KDE (Plasma) desktop freezes, but machine remains operable

More
12 Nov 2020 11:16 #189100 by seuchato
Sorry to read that. Was not my intention to get you from bad to worse.
Kindly state what machine you are on.
My PCs/Laptops that did strange things erratically, then more and more often had some hardware issues. Hints I can give:
  • memtest
  • if it has a GPU (nouveau and nv50 are indications to an nvidia GPU), I'd exchange that
  • As RodW pointet out: remove and reinsert all pci/Pciexpress cards plus USB stuff. I'd remove everything not needed for milling anyway
  • What about disc integrity? smartctl /dev/sdX -a should give you some clue on the discs health status. the file systems integrity can be checked using fsck plus options corresponding to your setup
  • A dying machine would probably signal what you observe

hth
chris

Please Log in or Create an account to join the conversation.

More
14 Nov 2020 05:51 #189298 by JetForMe
Probably coincidental, but as I was installing memtest on the computer, with the mill active and homed but not running anything, LinuxCNC got this error:
hm2/hm2_7i76e.0: error finishing read! iter=18471737
hm2/hm2_7i76e.0: error finishing read! iter=18471737

Unexpected realtime delay on task 0 with period 1000000
This Message will only display once per session.
Run the Latency Test and resolve before continuing.
Unexpected realtime delay on task 0 with period 1000000
This Message will only display once per session.
Run the Latency Test and resolve before continuing.
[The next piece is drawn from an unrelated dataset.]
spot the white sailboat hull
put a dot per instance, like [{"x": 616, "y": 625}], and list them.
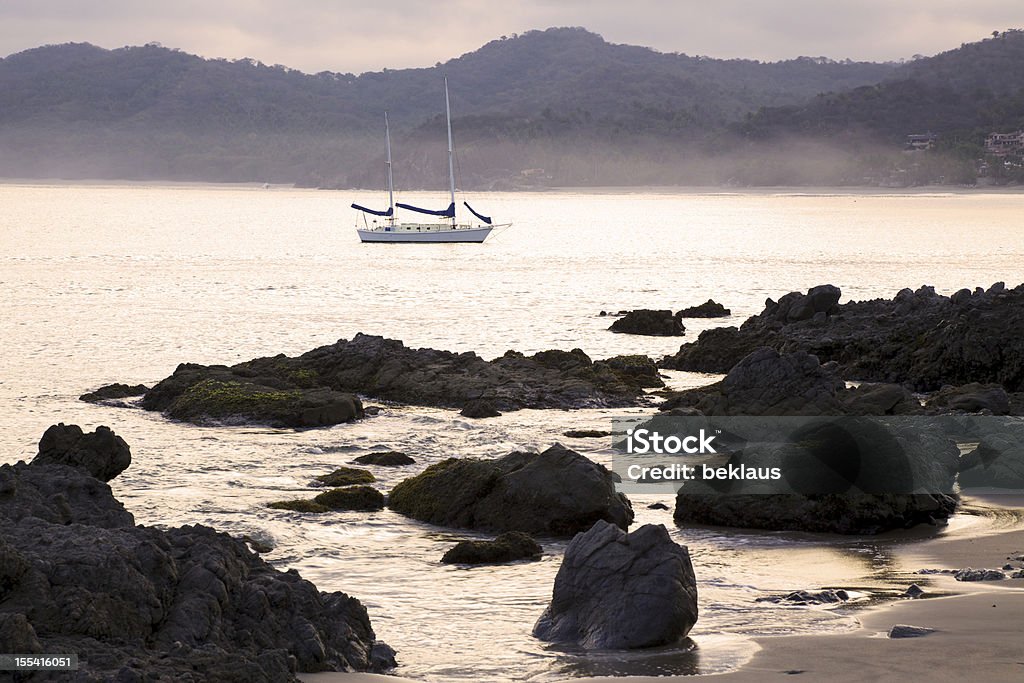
[{"x": 432, "y": 233}]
I've installed tons of stuff with LinuxCNC running before and never ran into that (on Debian 9, though).

Anyway, that's got me worried. I vaguely recall running a latency test when I was first getting started with LinuxCNC.

I'll try the other things you suggest. I already re-seated everything.

Computer is a fairly cheap thing I built myself a couple years ago from stuff I bought at Fry's. Hardwired Ethernet (no Wi-Fi), nVidia GT710 graphics, 8 GB RAM.
# dmidecode -t 2
# dmidecode 3.2
Getting SMBIOS data from sysfs.
SMBIOS 3.1.1 present.

Handle 0x0002, DMI type 2, 15 bytes
Base Board Information
	Manufacturer: Gigabyte Technology Co., Ltd.
	Product Name: Z370N WIFI-CF
	Version: x.x
	Serial Number: Default string
	Asset Tag: Default string
	Features:
		Board is a hosting board
		Board is replaceable
	Location In Chassis: Default string
	Chassis Handle: 0x0003
	Type: Motherboard
	Contained Object Handles: 0

Graphics:
01:00.0 VGA compatible controller: NVIDIA Corporation GK208B [GeForce GT 710] (rev a1) (prog-if 00 [VGA controller])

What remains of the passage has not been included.